Revenue swing takes Husky for $304 million loss in Q2
Despite quick action to respond to global oil and gas downturns in the second quarter of 2020, Husky Energy has registered a $304 million loss for the three-month period.
Revenue for the Calgary-based producer plunged compared to 2019; the company took in $2.38 billion over the quarter, compared to $5.24 billion the year previously.
"Husky quickly adapted to the global market downturn by immediately reducing capital spending, implementing sustainable cost savings measures and reinforcing our liquidity position," said CEO Rob Peabody. "The early actions we took in the first half of 2020 to dial back production in response to the severe reduction in product demand has effectively stabilized our business, and in May and June, our net debt position."
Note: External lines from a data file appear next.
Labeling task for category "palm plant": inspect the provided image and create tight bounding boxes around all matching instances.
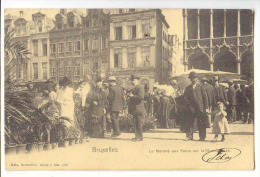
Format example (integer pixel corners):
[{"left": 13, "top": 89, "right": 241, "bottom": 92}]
[
  {"left": 4, "top": 25, "right": 32, "bottom": 145},
  {"left": 4, "top": 25, "right": 30, "bottom": 82}
]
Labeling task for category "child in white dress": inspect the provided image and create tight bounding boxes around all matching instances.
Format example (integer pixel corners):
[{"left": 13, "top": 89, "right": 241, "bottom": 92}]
[{"left": 211, "top": 102, "right": 231, "bottom": 142}]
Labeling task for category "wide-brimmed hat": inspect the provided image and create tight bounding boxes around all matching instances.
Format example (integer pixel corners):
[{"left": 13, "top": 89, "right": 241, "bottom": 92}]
[
  {"left": 108, "top": 76, "right": 116, "bottom": 82},
  {"left": 59, "top": 77, "right": 72, "bottom": 87},
  {"left": 188, "top": 71, "right": 198, "bottom": 78},
  {"left": 201, "top": 77, "right": 208, "bottom": 82},
  {"left": 130, "top": 74, "right": 140, "bottom": 80}
]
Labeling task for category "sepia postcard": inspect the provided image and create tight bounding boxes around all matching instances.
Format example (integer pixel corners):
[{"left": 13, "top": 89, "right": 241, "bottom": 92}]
[{"left": 2, "top": 5, "right": 256, "bottom": 172}]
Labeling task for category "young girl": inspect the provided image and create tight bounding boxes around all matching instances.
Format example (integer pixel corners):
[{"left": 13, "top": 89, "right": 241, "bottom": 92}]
[{"left": 211, "top": 102, "right": 231, "bottom": 142}]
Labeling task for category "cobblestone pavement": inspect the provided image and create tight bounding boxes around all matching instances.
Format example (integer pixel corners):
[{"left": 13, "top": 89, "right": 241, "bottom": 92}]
[{"left": 5, "top": 122, "right": 254, "bottom": 170}]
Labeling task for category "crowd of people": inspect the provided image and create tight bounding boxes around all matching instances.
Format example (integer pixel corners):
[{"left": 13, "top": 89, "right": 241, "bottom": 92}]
[{"left": 26, "top": 71, "right": 254, "bottom": 143}]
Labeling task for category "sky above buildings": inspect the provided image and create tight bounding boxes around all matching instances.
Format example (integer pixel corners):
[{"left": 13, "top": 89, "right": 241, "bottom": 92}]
[{"left": 4, "top": 8, "right": 183, "bottom": 39}]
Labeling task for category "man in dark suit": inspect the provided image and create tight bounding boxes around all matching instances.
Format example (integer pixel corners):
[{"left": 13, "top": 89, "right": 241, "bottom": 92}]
[
  {"left": 213, "top": 76, "right": 228, "bottom": 108},
  {"left": 201, "top": 77, "right": 215, "bottom": 127},
  {"left": 227, "top": 81, "right": 237, "bottom": 122},
  {"left": 128, "top": 74, "right": 147, "bottom": 142},
  {"left": 107, "top": 76, "right": 125, "bottom": 137},
  {"left": 183, "top": 72, "right": 209, "bottom": 141}
]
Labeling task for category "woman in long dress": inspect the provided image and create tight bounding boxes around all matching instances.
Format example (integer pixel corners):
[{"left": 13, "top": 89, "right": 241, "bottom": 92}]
[
  {"left": 57, "top": 77, "right": 75, "bottom": 128},
  {"left": 87, "top": 77, "right": 108, "bottom": 138}
]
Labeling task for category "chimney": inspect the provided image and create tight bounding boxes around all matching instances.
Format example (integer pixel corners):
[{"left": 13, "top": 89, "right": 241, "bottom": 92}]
[
  {"left": 60, "top": 9, "right": 67, "bottom": 15},
  {"left": 19, "top": 11, "right": 24, "bottom": 17}
]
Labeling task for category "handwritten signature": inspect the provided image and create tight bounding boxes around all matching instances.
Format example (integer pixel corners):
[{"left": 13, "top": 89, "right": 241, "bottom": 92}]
[{"left": 202, "top": 148, "right": 241, "bottom": 163}]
In the second quarter, capital expenditures were $310 million, including $63 million in Superior Refinery rebuild capital. Spending was primarily directed towards the safe ramp-down of activities at the West White Rose Project and the Superior Refinery, as well as completion of the Liuhua 29-1 field offshore China and the 10,000 barrel-per-day Spruce Lake Central thermal bitumen project in Saskatchewan, which has commenced steaming operations as a result of improving market conditions.
The company expects to maintain its 2020 capital expenditure range of $1.6 to $1.8 billion, but notes that it can adjust its 2021 capital plans downward if needed while maintaining its strong production base and downstream throughput capacity.